Most feature selection methods identify only a single solution. This is acceptable for predictive purposes, but is not sufficient for knowledge discovery if multiple solutions exist. We propose a strategy to extend a class of greedy methods to efficiently identify multiple solutions, and show under which conditions it identifies all solutions. We also introduce a taxonomy of features that takes the existence of multiple solutions into account. Furthermore, we explore different definitions of statistical equivalence of solutions, as well as methods for testing equivalence. A novel algorithm for compactly representing and visualizing multiple solutions is also introduced. In experiments we show that (a) the proposed algorithm is significantly more computationally efficient than the TIE* algorithm, the only alternative approach with similar theoretical guarantees, while identifying similar solutions to it, and (b) that the identified solutions have similar predictive performance.
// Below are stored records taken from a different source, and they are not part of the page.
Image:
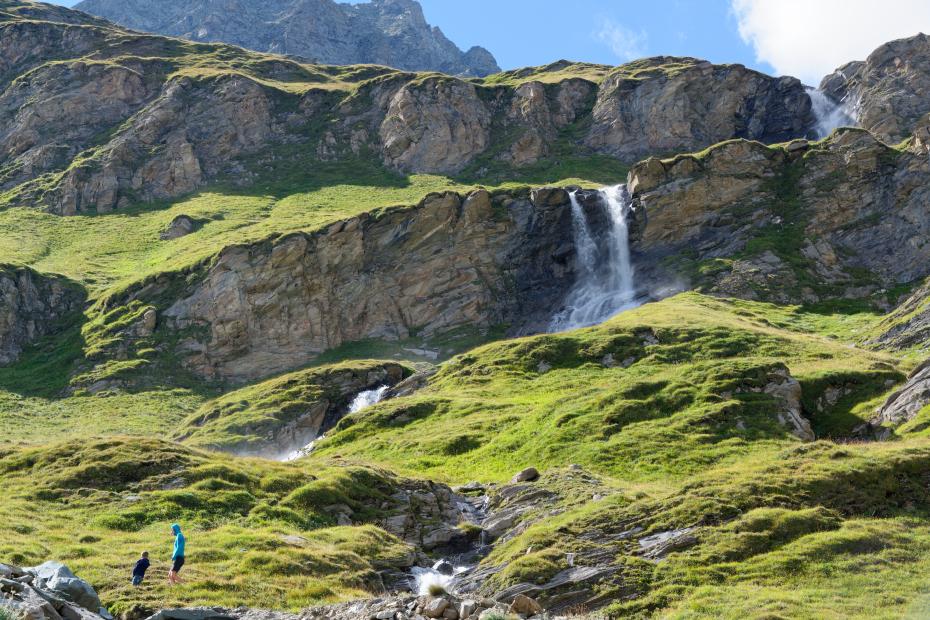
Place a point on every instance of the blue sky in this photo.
(532, 32)
(804, 38)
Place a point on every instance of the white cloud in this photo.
(810, 38)
(625, 43)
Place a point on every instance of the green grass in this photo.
(685, 402)
(247, 417)
(257, 531)
(115, 249)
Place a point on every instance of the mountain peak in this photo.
(394, 33)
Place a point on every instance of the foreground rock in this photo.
(31, 306)
(49, 591)
(444, 606)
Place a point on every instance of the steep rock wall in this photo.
(31, 306)
(451, 262)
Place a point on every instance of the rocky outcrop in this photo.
(393, 33)
(31, 306)
(666, 104)
(427, 515)
(906, 402)
(437, 125)
(790, 224)
(888, 91)
(97, 118)
(49, 591)
(451, 262)
(908, 325)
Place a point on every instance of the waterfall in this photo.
(604, 286)
(361, 400)
(368, 398)
(422, 578)
(828, 114)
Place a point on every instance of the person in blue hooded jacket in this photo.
(177, 558)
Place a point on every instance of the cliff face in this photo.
(890, 90)
(31, 306)
(449, 263)
(799, 223)
(663, 105)
(393, 33)
(95, 118)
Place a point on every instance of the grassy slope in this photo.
(785, 529)
(96, 504)
(674, 441)
(673, 412)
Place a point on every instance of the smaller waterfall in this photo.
(828, 114)
(604, 284)
(422, 578)
(361, 400)
(368, 398)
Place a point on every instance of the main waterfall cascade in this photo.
(604, 285)
(829, 114)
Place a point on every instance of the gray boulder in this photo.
(58, 578)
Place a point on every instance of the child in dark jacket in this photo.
(138, 572)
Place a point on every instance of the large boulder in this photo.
(58, 578)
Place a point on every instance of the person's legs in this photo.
(173, 575)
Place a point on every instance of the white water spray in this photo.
(828, 114)
(361, 400)
(368, 398)
(423, 577)
(603, 287)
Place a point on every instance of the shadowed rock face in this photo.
(31, 306)
(890, 90)
(448, 263)
(393, 33)
(847, 216)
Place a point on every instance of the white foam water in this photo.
(368, 398)
(361, 400)
(828, 114)
(423, 578)
(603, 287)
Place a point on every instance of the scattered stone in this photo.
(180, 226)
(58, 578)
(527, 475)
(657, 546)
(444, 567)
(525, 606)
(435, 607)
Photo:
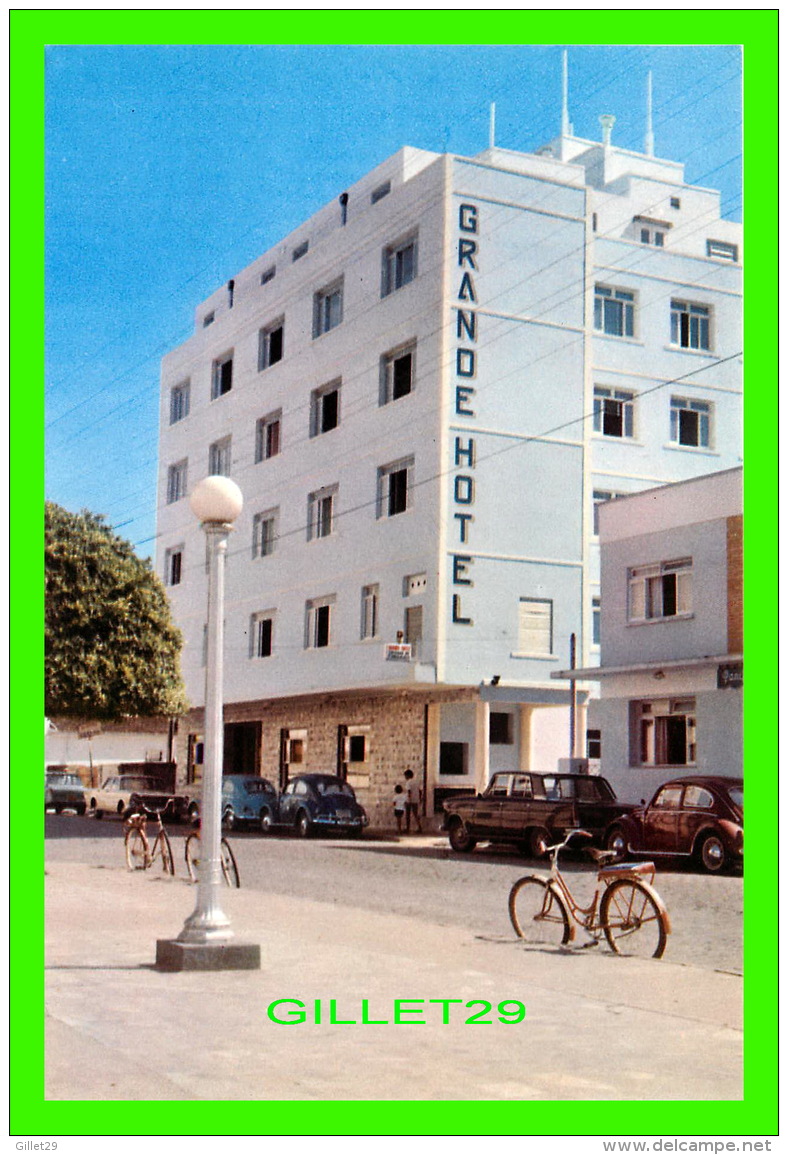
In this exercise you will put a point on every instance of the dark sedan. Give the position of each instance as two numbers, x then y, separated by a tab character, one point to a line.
320	802
699	817
532	811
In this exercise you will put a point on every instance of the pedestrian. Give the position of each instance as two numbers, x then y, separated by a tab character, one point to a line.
413	795
400	803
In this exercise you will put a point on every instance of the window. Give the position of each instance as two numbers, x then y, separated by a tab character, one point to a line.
399	265
502	728
396	374
320	513
596	620
453	759
262	634
662	732
380	192
272	344
614	412
722	250
370	602
661	590
593	744
264	533
690	422
173	565
222	377
535	626
601	496
179	400
327	311
325	409
318	623
220	457
614	311
268	437
689	325
394	483
176	482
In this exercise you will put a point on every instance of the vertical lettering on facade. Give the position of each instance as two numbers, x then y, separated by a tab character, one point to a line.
466	365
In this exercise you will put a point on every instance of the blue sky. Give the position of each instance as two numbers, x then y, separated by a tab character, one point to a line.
171	168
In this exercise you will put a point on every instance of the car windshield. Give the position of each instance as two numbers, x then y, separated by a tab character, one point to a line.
333	785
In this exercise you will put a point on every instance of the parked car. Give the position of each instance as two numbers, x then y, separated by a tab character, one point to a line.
532	811
320	802
64	791
246	798
123	794
701	817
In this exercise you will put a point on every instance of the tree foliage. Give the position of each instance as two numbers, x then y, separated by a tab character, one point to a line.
112	650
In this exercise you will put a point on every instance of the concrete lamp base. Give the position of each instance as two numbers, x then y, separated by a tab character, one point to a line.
175	955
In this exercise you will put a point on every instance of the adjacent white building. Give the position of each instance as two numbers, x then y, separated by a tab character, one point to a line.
422	393
671	675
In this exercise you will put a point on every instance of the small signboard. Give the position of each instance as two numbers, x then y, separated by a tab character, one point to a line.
398	651
730	676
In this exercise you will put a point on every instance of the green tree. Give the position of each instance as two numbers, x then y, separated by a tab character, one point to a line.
112	650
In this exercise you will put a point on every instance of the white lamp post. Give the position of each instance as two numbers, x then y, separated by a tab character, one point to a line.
207	941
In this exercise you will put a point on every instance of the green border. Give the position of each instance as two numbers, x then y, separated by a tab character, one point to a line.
31	30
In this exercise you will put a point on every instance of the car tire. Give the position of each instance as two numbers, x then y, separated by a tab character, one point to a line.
712	854
616	841
539	840
303	825
459	837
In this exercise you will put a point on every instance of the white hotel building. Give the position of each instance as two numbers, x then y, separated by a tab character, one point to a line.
422	393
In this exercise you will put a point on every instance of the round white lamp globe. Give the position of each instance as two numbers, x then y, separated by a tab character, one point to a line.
216	499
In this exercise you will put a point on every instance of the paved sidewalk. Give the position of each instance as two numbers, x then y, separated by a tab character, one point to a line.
596	1026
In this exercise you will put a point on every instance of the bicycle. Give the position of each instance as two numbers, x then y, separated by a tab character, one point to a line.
631	914
229	864
139	852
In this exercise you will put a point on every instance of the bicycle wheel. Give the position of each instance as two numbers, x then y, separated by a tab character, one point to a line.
138	850
192	851
537	913
165	850
229	865
633	921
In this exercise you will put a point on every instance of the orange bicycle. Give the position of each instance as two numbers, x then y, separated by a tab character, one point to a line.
625	907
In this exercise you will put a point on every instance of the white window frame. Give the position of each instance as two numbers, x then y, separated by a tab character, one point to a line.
265	527
267	442
265	342
179	402
318	411
261	625
328	307
321	512
611	405
217	377
400	263
660	587
614	310
388	373
690	325
535	627
177	477
370	611
319	613
703	411
392	492
173	565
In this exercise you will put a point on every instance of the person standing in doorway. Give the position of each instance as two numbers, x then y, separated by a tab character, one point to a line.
414	796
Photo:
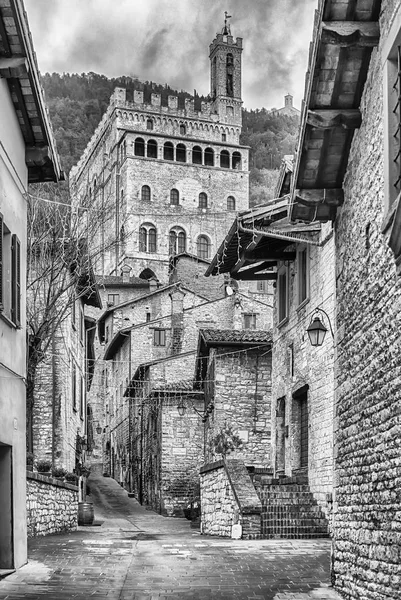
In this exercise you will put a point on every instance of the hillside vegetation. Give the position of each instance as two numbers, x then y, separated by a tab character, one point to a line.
77	103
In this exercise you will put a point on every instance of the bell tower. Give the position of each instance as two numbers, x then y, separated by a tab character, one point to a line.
225	76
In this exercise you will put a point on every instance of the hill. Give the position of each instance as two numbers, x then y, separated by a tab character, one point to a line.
77	103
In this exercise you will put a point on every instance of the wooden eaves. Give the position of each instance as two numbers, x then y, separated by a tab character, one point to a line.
345	33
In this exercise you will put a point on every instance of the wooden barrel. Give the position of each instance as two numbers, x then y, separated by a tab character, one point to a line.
86	513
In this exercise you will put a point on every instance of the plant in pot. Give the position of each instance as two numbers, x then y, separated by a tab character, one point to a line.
44	467
59	473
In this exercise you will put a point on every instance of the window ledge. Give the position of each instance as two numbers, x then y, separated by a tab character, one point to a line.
10	323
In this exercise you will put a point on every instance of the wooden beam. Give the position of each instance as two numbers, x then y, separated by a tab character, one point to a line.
17	66
351	33
333	197
348	118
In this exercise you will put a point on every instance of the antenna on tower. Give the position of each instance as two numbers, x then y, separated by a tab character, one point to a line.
227	28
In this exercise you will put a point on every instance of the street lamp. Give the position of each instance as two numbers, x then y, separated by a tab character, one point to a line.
317	329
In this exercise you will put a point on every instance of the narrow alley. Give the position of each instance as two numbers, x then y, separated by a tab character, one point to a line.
131	553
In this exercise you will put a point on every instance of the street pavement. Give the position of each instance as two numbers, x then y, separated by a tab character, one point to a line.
134	554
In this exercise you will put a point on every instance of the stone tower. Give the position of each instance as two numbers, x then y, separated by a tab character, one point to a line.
225	76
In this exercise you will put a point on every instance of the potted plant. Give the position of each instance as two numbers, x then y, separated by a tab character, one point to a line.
44	466
59	473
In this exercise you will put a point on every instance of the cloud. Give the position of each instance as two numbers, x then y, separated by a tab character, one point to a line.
167	41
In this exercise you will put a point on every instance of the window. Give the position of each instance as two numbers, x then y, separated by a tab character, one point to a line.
177	241
209	157
113	299
202	200
282	291
139	147
74	386
168	151
303	275
174	197
147	238
249	320
224	159
181	153
159	337
230	203
151	149
10	274
203	246
197	155
145	193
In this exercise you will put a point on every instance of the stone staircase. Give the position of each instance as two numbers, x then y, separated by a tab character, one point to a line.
289	509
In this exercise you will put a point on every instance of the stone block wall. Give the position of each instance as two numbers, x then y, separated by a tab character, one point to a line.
52	505
367	502
228	498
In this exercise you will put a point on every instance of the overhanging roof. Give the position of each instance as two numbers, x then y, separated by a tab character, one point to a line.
18	66
345	32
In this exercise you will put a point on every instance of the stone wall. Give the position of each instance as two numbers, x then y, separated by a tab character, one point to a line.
367	507
52	505
228	498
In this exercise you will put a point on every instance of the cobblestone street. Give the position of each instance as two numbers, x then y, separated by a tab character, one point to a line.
131	553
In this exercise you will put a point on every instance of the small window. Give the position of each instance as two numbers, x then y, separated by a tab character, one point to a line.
151	149
181	153
145	193
224	159
249	320
159	337
139	147
168	151
113	299
282	290
202	200
303	275
203	247
230	203
174	197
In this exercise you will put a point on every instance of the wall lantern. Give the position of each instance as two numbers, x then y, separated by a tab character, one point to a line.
317	329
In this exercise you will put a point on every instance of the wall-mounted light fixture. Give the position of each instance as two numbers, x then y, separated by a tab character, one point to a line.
317	329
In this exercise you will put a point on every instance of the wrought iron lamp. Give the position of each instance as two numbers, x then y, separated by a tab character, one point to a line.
317	329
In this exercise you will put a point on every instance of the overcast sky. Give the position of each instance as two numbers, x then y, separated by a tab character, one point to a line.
167	41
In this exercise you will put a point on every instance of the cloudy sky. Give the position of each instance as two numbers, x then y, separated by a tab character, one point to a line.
167	41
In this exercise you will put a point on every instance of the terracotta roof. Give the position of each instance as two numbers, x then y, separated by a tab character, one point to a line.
221	337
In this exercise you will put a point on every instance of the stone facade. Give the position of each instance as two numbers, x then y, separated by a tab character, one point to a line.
52	505
230	506
367	507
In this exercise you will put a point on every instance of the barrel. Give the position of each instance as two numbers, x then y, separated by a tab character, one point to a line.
86	513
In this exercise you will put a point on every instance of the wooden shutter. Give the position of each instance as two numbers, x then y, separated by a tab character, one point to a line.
1	261
15	280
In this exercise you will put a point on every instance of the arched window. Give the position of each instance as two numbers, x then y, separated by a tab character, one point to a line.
224	159
151	150
147	238
197	155
168	151
174	197
202	200
177	240
230	203
237	160
209	157
181	153
145	193
203	246
139	147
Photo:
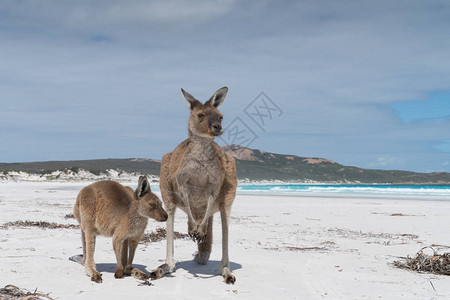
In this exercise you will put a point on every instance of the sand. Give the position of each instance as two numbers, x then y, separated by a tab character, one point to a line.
281	247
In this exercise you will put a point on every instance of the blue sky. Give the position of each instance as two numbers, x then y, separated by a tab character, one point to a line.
364	83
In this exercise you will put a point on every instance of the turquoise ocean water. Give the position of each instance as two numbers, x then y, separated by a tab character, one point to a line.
305	189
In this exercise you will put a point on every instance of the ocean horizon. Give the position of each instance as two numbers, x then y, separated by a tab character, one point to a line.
362	189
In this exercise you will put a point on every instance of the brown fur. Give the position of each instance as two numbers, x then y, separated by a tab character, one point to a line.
200	179
108	208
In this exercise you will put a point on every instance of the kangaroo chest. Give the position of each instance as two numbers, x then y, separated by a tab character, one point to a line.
199	179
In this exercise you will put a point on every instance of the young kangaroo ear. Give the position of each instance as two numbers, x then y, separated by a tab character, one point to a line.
143	187
190	99
219	97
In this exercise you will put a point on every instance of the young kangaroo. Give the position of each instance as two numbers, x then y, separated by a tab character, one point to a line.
110	209
200	179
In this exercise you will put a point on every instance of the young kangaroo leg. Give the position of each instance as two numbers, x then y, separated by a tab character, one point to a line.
124	254
129	270
169	266
89	264
131	247
83	242
225	265
204	247
118	246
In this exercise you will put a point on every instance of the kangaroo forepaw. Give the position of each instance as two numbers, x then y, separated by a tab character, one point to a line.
156	274
96	277
138	274
227	276
118	274
197	237
230	279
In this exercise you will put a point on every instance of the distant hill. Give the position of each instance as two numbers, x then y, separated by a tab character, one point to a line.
251	164
260	165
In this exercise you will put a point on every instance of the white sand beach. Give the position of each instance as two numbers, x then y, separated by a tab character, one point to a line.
281	247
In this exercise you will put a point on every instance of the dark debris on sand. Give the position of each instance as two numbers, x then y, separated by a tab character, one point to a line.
40	224
160	234
424	263
13	292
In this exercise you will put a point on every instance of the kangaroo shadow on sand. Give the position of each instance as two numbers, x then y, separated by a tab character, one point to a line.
107	267
210	270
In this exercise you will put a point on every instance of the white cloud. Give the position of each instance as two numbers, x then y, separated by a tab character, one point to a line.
331	66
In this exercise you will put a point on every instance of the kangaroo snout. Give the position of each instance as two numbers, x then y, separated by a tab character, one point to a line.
217	129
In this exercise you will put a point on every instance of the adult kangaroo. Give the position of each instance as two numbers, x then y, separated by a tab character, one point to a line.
200	179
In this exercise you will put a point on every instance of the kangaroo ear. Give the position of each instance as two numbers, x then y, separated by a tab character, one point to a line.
143	187
190	99
219	97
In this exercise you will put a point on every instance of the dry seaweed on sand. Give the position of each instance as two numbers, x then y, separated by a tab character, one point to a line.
13	292
40	224
160	234
424	263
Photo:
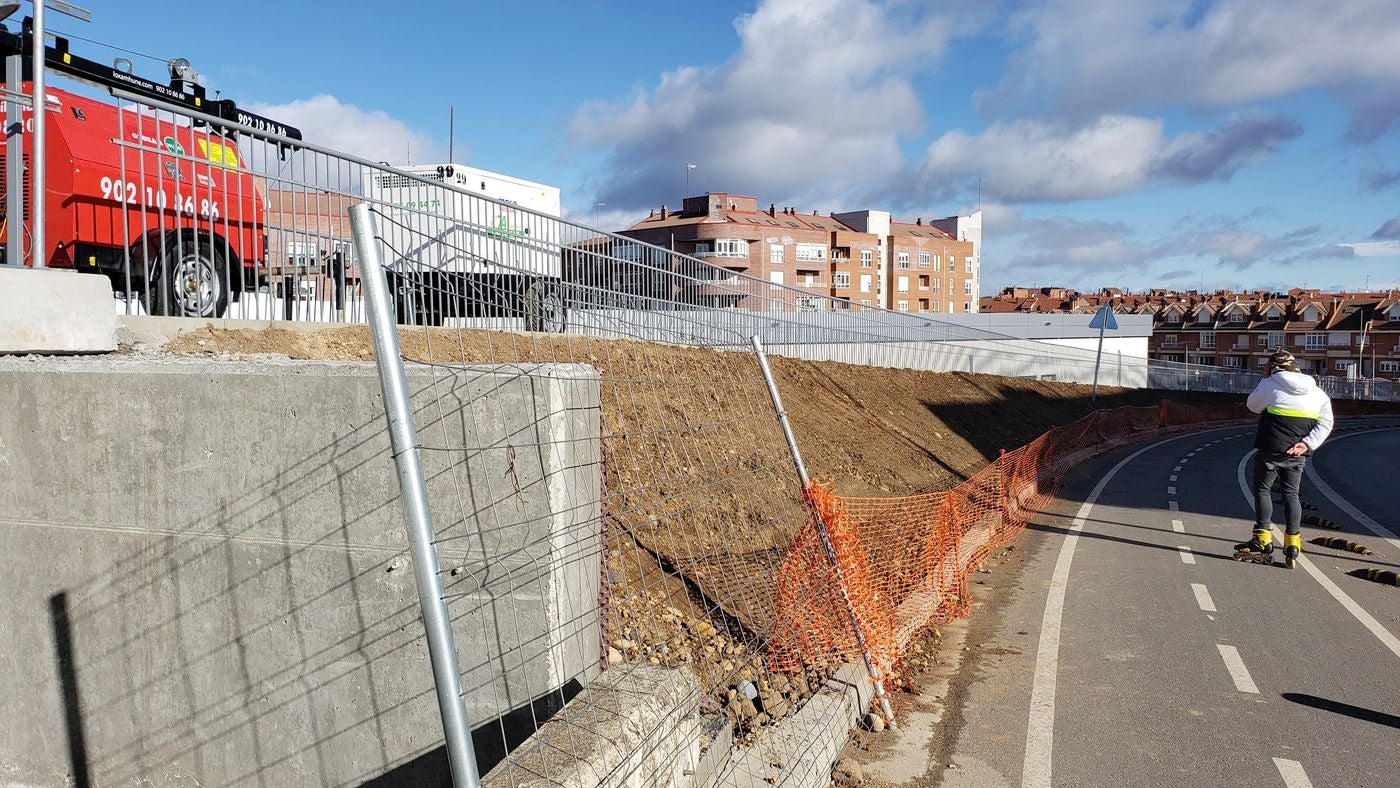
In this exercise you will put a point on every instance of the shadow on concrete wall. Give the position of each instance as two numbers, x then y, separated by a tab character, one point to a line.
272	634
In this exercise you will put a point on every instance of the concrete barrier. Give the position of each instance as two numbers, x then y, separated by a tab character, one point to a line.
55	311
206	573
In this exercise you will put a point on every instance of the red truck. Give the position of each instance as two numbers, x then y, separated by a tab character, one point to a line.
164	207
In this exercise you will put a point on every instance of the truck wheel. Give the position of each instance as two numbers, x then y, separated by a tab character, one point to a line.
193	283
543	308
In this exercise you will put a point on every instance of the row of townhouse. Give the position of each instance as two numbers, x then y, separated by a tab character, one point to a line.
1343	335
860	258
1340	335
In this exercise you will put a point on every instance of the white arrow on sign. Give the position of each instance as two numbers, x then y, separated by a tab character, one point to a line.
1102	319
1105	319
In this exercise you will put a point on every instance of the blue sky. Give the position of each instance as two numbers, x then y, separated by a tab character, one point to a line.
1176	143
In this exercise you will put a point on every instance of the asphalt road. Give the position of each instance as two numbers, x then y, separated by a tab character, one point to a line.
1134	651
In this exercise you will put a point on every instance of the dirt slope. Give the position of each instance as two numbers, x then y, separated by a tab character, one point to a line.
700	496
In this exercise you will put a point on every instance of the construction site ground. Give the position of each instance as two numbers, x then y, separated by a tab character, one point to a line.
704	599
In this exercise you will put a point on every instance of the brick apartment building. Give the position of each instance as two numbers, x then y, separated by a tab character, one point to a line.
1339	335
865	256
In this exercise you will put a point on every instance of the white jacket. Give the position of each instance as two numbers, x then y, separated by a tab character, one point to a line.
1294	409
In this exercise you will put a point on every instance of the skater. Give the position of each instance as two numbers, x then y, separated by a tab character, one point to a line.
1295	417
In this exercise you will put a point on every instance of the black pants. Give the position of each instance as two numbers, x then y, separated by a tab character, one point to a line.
1288	472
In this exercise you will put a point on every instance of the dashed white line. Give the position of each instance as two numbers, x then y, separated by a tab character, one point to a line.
1292	773
1357	610
1238	672
1203	598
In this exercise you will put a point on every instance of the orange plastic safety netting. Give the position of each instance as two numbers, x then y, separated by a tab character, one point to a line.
892	566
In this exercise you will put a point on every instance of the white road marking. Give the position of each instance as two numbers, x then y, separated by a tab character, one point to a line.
1344	504
1035	769
1238	672
1203	598
1357	610
1292	773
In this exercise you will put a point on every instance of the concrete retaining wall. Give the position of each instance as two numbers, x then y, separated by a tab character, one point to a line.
206	573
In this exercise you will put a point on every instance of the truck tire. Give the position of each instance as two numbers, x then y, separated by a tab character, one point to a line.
193	282
543	307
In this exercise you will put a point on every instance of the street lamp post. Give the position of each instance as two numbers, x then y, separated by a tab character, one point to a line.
37	112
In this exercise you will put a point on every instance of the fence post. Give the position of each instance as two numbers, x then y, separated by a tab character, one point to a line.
441	651
826	538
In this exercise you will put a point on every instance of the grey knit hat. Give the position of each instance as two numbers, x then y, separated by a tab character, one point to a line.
1283	360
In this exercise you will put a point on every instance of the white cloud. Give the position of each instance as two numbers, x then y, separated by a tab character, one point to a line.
814	81
1031	160
1088	56
368	133
1050	161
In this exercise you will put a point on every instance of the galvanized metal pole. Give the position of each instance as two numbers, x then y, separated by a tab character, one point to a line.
457	727
37	157
826	538
1094	392
14	160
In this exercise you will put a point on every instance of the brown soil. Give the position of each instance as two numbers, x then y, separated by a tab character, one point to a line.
700	494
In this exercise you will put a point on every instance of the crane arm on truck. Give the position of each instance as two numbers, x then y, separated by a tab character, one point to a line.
181	91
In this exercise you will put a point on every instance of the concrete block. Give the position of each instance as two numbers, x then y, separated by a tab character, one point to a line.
53	311
634	725
206	567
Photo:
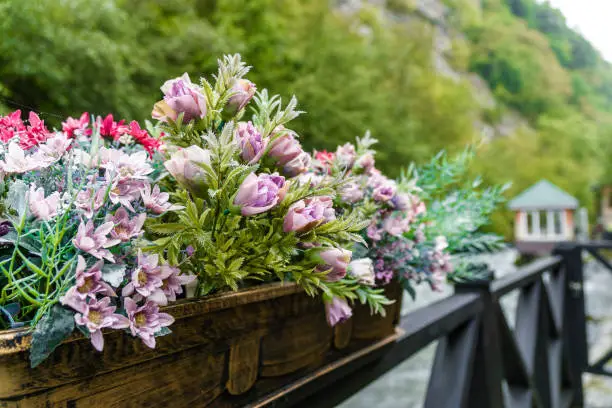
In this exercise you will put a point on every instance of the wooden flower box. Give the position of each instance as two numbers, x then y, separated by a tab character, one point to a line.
224	350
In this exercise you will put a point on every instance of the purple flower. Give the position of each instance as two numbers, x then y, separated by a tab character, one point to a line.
298	165
363	270
335	261
243	90
43	208
89	283
306	214
257	194
146	278
250	142
284	148
351	193
384	192
96	315
95	241
90	201
185	165
146	320
125	228
337	311
172	285
156	201
180	96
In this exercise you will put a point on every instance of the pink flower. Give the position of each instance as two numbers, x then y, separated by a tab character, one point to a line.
146	320
306	214
346	155
146	278
257	194
365	163
77	127
90	201
298	165
335	261
185	166
284	148
125	228
95	241
384	192
351	193
172	285
156	201
396	224
363	270
180	96
337	311
250	142
43	208
88	284
243	90
97	315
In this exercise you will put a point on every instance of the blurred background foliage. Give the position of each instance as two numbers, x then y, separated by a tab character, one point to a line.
354	65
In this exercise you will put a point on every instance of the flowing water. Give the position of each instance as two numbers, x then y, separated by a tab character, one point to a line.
406	385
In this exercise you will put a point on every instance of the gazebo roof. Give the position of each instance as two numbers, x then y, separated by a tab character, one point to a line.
543	196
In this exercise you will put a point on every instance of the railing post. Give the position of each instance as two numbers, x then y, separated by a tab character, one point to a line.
486	385
574	333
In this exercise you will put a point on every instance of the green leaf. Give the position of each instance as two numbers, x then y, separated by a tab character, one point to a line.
50	331
113	274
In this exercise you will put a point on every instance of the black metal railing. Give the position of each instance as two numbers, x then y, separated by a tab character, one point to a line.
482	360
大多数特征选择方法只能识别单一解决方案。这对于预测目的来说是可以接受的,但如果存在多个解决方案,对于知识发现而言就不够了。我们提出一种策略,将一类贪心方法进行扩展,以有效地识别多个解决方案,并展示在哪些条件下它能识别出所有解决方案。我们还引入了一种考虑到多个解决方案存在的特征分类法。此外,我们探讨了解决方案统计等价性的不同定义以及检验等价性的方法。还介绍了一种用于紧凑表示和可视化多个解决方案的新颖算法。在实验中我们表明:(a)所提出的算法在计算效率上显著高于TIE算法,TIE算法是唯一具有类似理论保证的替代方法,同时能识别出与它类似的解决方案;(b)所识别出的解决方案具有相似的预测性能。